Bij anders gezonde patiënten zijn hypocalciëmie en hypercalciëmie relatief ongewone aandoeningen.Een gezond lichaam is meestal in staat om het calciumniveau in de bloedbaan zonder enige problemen te reguleren, hoewel er ziekten zijn die ervoor kunnen zorgen dat calciumspiegels stijgen of dalen.Patiënten met bepaalde aandoeningen, zoals bijschildklierproblemen, nierfalen of sommige soorten kanker, kunnen een van deze aandoeningen ervaren, afhankelijk van de aard van de ziekte.Het risico op zowel hypocalciëmie als hypercalciëmie is hoger bij oudere patiënten, en de incidentie van hypocalciëmie is hoger in pediatrische geneeskunde, vooral bij pasgeborenen.

Problemen met de parathyroid -klier zijn zeldzaam en treffen slechts ongeveer 25 van de 100.000 patiënten, maar ze leiden vaak tot hypocalciëmie en hypercalciëmie.Deze klier is gedeeltelijk verantwoordelijk voor het handhaven van de balans van een aantal mineralen en enzymen, waaronder calcium.De afwezigheid van hormonen die uit deze klier worden vrijgegeven, die het vaakst voorkomt wanneer de klier wordt verwijderd tijdens een bewerking op de schildklier, zorgt ervoor dat de botten calcium vasthouden in plaats van dat een deel ervan in de bloedbaan kan blijven, wat resulteert in hypocalciëmie.Een hyperactieve parathyroid -klier kan ervoor zorgen dat de botten te veel calcium verliezen, wat resulteert in de tegenovergestelde toestand, hypercalciëmie.

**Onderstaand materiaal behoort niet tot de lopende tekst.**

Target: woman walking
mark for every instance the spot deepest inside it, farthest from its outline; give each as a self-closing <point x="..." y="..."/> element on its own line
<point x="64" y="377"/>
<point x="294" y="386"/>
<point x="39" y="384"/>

nierziekte en kanker van de nieren kunnen ook leiden tot hypocalciëmie en hypercalciëmie.Deze ziekten treffen ongeveer 10% van de volwassen bevolking, hoewel het percentage mensen met hypocalciëmie of hypercalciëmie als gevolg van deze ziekten lager is.Problemen met de nieren kunnen leiden tot hypocalciëmie en hypercalciëmie omdat, als de nieren niet goed functioneren, ze te veel calcium kunnen toestaan het lichaam door de urine te laten of te veel van het mineraal terug in het lichaam te laten.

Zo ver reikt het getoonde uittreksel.